Technology note — Excel IRR and RATE functions. =IRR(range) solves for the rate per period given arbitrary cash flows (positive and negative) in a column. =RATE(nper, pmt, pv) solves for the rate of a level annuity. Both return the effective rate per period — multiply by the number of periods per year to annualize as a nominal rate. The IRR function is more flexible (handles nonlevel cash flows); the RATE function is limited to level annuities but simpler to use. Both accept an optional guess argument to steer the solver.
Dollar-Weighted Rate of Interest
For a fund with opening balance \(A\), closing balance \(B\), and net contributions \(C_{t_k}\) at times \(t_k \in (0,1)\), the approximate dollar-weighted yield over one year is:
\[ i \approx \frac{I}{A + \sum_{k} C_{t_k}(1 - t_k)} \]where the interest earned is \(I = B - A - \sum_k C_{t_k}\). The denominator is the “exposure” — the opening balance plus each deposit weighted by the fraction of the year it was in the fund.
Over a \(T\)-year period, the nominal rate approximation is:
\[ j \approx \frac{I}{TA + \sum_k C_{t_k}(T - t_k)} \]with annual effective rate \(i = (1 + jT)^{1/T} - 1\).
Time-Weighted Rate of Interest
The time-weighted yield removes the effect of the timing of deposits and withdrawals, measuring the fund’s performance independently of investor cash flows. Between consecutive contribution dates \(t_{k-1}\) and \(t_k\), the sub-period accumulation factor is:
\[ 1 + i_k = \frac{B_{t_k}}{B_{t_{k-1}} + C_{t_{k-1}}} \](balance just before the contribution at \(t_k\), divided by balance just after the contribution at \(t_{k-1}\). The time-weighted annual effective yield is:
\[ (1+i)^T = \prod_{k=1}^m (1 + i_k) \]Key insight: Dollar-weighted yield rewards (or penalizes) investors for the timing of their contributions. The time-weighted yield is a property of the fund manager, independent of when investors enter or exit.

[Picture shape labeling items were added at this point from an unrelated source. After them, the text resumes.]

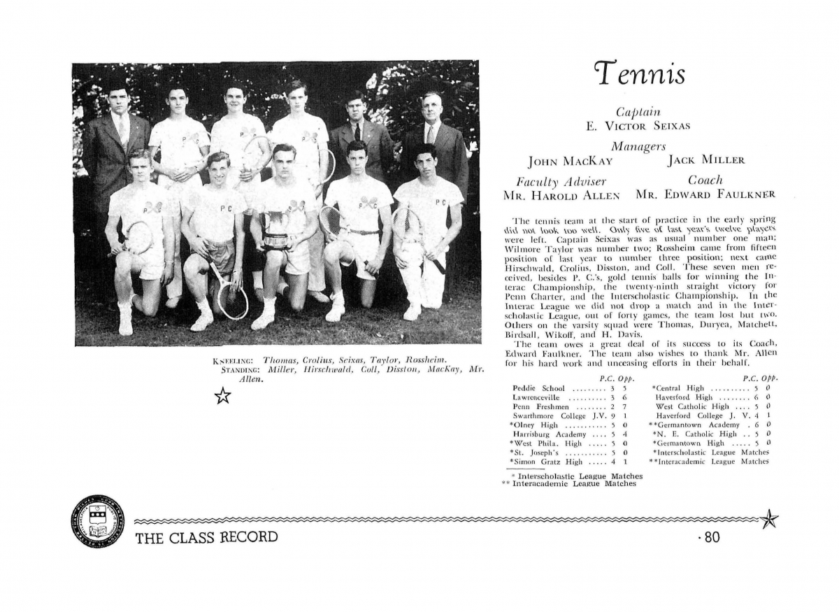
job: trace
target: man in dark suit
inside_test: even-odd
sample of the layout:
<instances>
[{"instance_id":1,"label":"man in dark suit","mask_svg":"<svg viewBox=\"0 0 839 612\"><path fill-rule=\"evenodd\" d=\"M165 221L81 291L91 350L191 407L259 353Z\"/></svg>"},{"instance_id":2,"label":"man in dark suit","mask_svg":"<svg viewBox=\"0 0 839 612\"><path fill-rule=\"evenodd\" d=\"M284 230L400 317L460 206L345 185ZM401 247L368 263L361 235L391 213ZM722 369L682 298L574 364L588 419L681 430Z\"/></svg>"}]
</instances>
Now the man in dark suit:
<instances>
[{"instance_id":1,"label":"man in dark suit","mask_svg":"<svg viewBox=\"0 0 839 612\"><path fill-rule=\"evenodd\" d=\"M465 209L468 202L466 189L469 186L469 158L466 155L463 134L440 121L440 118L443 114L443 100L439 92L426 92L423 95L421 110L425 122L420 127L406 133L402 144L403 180L412 180L419 176L420 173L414 164L416 160L417 148L423 144L433 144L437 151L437 176L457 186L463 196ZM466 216L464 213L464 223L466 219ZM456 276L459 259L459 254L456 253L456 244L452 243L449 248L449 263L446 264L444 302L449 301L449 290L452 279Z\"/></svg>"},{"instance_id":2,"label":"man in dark suit","mask_svg":"<svg viewBox=\"0 0 839 612\"><path fill-rule=\"evenodd\" d=\"M346 98L347 122L329 133L329 144L335 155L335 179L350 175L347 163L347 147L354 140L367 144L367 174L377 180L387 183L387 174L393 163L393 143L388 128L379 123L364 119L367 104L364 94L359 91L351 92Z\"/></svg>"},{"instance_id":3,"label":"man in dark suit","mask_svg":"<svg viewBox=\"0 0 839 612\"><path fill-rule=\"evenodd\" d=\"M102 262L110 250L105 226L111 196L131 182L128 154L135 149L148 148L151 135L149 122L128 112L130 98L125 81L112 81L106 87L109 112L85 127L81 151L82 164L93 180L96 252L88 254L88 258L96 262ZM101 300L115 299L112 261L99 264L96 290Z\"/></svg>"}]
</instances>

Term Structure of Interest Rates
The yield curve plots bond yields against time to maturity. A zero-coupon bond (strip bond) pays only a redemption amount at maturity. The \(n\)-year spot rate \(r_n\) is the annual effective yield on an \(n\)-year zero-coupon bond:
\[ r_n = \left(\frac{F}{P}\right)^{1/n} - 1 \]A coupon bond can be priced using spot rates by discounting each cash flow at its own maturity’s spot rate:
\[ P = Fr(1+r_1)^{-1} + Fr(1+r_2)^{-2} + \cdots + (Fr + C)(1+r_n)^{-n} \]Bootstrapping: Given a sequence of coupon bonds with increasing maturities, extract spot rates recursively. Use the 1-year bond to find \(r_1\), then solve for \(r_2\) using the 2-year bond and known \(r_1\), and so on.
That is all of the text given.